I really liked what you shared here Deborah, I have learned something about God from my own experience that He will continue to discipline us over and over until we learn the lesson He wants us to learn.
Most of the time He will do this by leaving us to our own ways for a while and let us suffer in our own doings.
I fear the Lord that I am resisting his will and will end up in mess of my own making again.
I believe the story about the prodigal son is a story about who God is to His children. He just let his son go off and do his thing, knowing his son would come to the end of his self and one day return to him. Why, because the son knew his father loved him enough that he would at least let him be a servant.
I am learning to except, embrace, love, and submit to Gods will for me, because I know from experience that I never want to go down that road again where God disciplines me by leaving me to my own ways. I also want to learn the lessons He is teaching me, so I do not have to keep experiencing stuff over and over before I will learn the lesson. So in my life I am learning that to fear the Lord is stay with Him and respond to His discipline.

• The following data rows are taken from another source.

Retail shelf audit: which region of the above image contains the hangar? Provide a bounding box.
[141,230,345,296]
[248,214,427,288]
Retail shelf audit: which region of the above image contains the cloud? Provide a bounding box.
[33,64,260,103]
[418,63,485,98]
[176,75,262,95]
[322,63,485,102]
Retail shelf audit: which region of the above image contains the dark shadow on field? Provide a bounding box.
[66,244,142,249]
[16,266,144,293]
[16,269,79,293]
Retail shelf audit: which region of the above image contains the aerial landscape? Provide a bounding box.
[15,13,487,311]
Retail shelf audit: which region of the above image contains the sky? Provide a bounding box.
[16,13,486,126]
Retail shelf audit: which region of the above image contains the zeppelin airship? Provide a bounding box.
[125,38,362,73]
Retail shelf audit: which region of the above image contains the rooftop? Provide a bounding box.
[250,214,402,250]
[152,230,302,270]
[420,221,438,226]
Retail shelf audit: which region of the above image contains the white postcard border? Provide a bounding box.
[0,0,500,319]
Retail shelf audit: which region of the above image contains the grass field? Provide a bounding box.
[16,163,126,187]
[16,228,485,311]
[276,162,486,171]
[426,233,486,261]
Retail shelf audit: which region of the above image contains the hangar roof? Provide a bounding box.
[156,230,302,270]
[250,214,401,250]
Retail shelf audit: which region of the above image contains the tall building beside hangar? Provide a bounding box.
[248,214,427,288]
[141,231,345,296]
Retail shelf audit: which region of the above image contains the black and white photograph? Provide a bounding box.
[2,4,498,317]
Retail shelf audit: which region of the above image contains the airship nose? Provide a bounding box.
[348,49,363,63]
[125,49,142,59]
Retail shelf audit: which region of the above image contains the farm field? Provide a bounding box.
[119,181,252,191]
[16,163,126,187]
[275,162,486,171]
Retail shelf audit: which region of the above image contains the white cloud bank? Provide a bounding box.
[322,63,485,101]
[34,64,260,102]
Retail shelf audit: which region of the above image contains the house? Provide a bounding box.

Permalink Reply by LT on August 18, 2008 at 2:11pm
Deborah,
Overall I like the concept you present here, but have a concern with this first part of the post. I have a concern with the manner in which Isaiah 11:1-2 is presented. I will express two reasons why. One is using your method and the other a more traditional study method.
1) To use the Amplified Bible and a concordance to determine the actual text is not a safe method. These tools help us to understand what the Bible is trying to convey, and in this we can understand that the Hebrew word in Isaiah 11:2 that is translated "Fear" relates to reverence and obedience. The problem is not in defining, but in establishing. You state that this establishes that there are 7 not 6 words in that verse. What does one do with the other 5 words in the text? If we expand the idea of one word using the Amplified Bible and concordance, we would be forced to do so with the other words. A quick searh in the NIV, and only using the popular words translated into English from the Hebrew leaves us with no less than 20 words, instead of 5 or 6. Again, the issue is regarding the proof that there is 7 and that then ties it in with Rev. 1:4.
2) The manner in which one determines what you are seeking to do is to look at the original language, the language that the original audience would have received this teaching in. In the Hebrew there are only 6 words. These words can be defined and reveal aspects regarding them that broaden them, but there are still only 6.
Hopefully this will be received in the manner which it is intended.